CAMBRIDGE, Mass. — The Massachusetts Institute of Technology and the Himalayan kingdom of Bhutan are worlds apart geographically, culturally and technologically.
Yet these disparate worlds have touched in a research project that has produced a bit of publishing history: "Bhutan: A Visual Odyssey Across the Himalayan Kingdom," the largest commercial book ever published, according to Guinness World Records.
"Bhutan," released Monday, is 5 feet high, opens to nearly 7 feet wide, and weighs more than 130 pounds. A picture book of 114 pages, it pushes the technological frontiers of digital photography and computer printing.
Each book uses a roll of paper 5 feet wide and 400 feet long, a third longer than a football field. Each copy consumes 2 gallons of ink and takes 24 hours of printer time.
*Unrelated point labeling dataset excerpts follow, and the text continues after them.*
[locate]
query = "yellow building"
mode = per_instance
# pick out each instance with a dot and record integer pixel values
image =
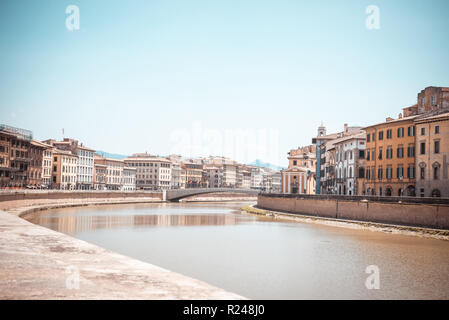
(64, 171)
(432, 156)
(390, 158)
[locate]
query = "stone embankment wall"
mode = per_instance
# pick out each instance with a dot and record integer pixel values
(419, 212)
(26, 200)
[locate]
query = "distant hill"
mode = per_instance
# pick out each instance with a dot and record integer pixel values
(111, 155)
(259, 163)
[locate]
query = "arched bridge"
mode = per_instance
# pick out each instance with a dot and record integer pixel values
(177, 194)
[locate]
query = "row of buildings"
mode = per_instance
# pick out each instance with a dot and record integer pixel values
(69, 165)
(406, 156)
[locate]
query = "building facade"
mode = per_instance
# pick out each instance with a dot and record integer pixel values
(390, 158)
(432, 156)
(349, 163)
(299, 177)
(14, 156)
(129, 179)
(99, 175)
(47, 166)
(64, 173)
(85, 170)
(321, 143)
(193, 175)
(152, 172)
(35, 167)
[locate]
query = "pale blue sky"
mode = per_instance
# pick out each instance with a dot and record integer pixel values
(137, 71)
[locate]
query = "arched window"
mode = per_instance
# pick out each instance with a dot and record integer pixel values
(436, 170)
(436, 193)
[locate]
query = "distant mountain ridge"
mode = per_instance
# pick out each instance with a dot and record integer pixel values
(260, 163)
(111, 155)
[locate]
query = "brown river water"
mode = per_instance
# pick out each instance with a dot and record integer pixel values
(262, 258)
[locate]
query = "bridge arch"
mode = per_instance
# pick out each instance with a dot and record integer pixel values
(178, 194)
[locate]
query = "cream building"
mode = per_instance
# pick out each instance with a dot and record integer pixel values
(47, 166)
(299, 178)
(129, 179)
(152, 173)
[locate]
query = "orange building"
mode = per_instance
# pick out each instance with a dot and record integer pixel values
(390, 158)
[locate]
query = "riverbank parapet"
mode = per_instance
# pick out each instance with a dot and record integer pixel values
(418, 212)
(39, 263)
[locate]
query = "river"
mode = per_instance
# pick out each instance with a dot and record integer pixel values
(262, 258)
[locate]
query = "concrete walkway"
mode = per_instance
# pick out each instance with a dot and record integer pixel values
(38, 263)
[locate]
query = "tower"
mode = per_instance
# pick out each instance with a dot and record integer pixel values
(321, 130)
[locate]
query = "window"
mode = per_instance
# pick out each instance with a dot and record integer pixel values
(389, 153)
(436, 146)
(389, 172)
(400, 172)
(411, 172)
(411, 151)
(436, 172)
(422, 148)
(361, 173)
(422, 173)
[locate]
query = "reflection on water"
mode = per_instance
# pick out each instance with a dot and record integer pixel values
(73, 225)
(261, 258)
(75, 220)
The big book is also a philanthropic endeavor. The plan is to print 500 copies of the book, with a price of $10,000 each. Each book costs about $1,000 to produce; the remaining $9,000 will be a tax-deductible charitable contribution. The proceeds will go to the Bhutan ministry of education and into a scholarship fund to send Bhutanese students to college abroad.
The mastermind behind the project is a 42-year-old computer scientist of a decidedly artistic bent, Michael Hawley. He is the director for special projects at MIT, but for a decade until 2002 Hawley was a professor at the MIT Media Lab, heading imaginative research programs like "Toys of Tomorrow" and "Things That Think." His research interests range widely across fields and disciplines touched by digital technology, including education, photography and music.
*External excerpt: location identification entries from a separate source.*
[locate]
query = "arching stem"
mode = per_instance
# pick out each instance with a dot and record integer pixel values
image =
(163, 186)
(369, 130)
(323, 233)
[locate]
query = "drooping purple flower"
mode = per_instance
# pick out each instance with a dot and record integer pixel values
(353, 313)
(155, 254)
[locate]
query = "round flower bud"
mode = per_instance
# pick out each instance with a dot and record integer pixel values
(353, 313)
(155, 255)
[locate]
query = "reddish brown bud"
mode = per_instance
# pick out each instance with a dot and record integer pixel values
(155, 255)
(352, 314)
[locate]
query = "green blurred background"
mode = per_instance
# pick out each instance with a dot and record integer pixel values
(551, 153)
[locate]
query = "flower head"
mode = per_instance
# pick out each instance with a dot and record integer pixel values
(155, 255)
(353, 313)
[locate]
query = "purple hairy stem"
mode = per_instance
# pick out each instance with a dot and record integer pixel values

The Bhutan book is a byproduct of four trips from 1988 to 2002, each involving a few MIT students. "What I'm pushing at MIT is that the world is our lab, not just the campus," Hawley said. "These kinds of trips can be life-altering for the people who take them. We learn from differences."
The technical challenges of producing the book were many. To make such large pictures print crisply requires densely packed image files of about two gigabytes, which strain the capacity of today's software. Evenings in the field were spent downloading photographs from cameras into notebook computers and assembling a database of 40,000 pictures, all sorted by location using global positioning system, or GPS, technology.
Recently, as he tried to revive a crashed printer, Hawley wondered if the project was folly. "But I've always felt that any interesting endeavor should have a daft quality to it," he said. "You ought to aim high."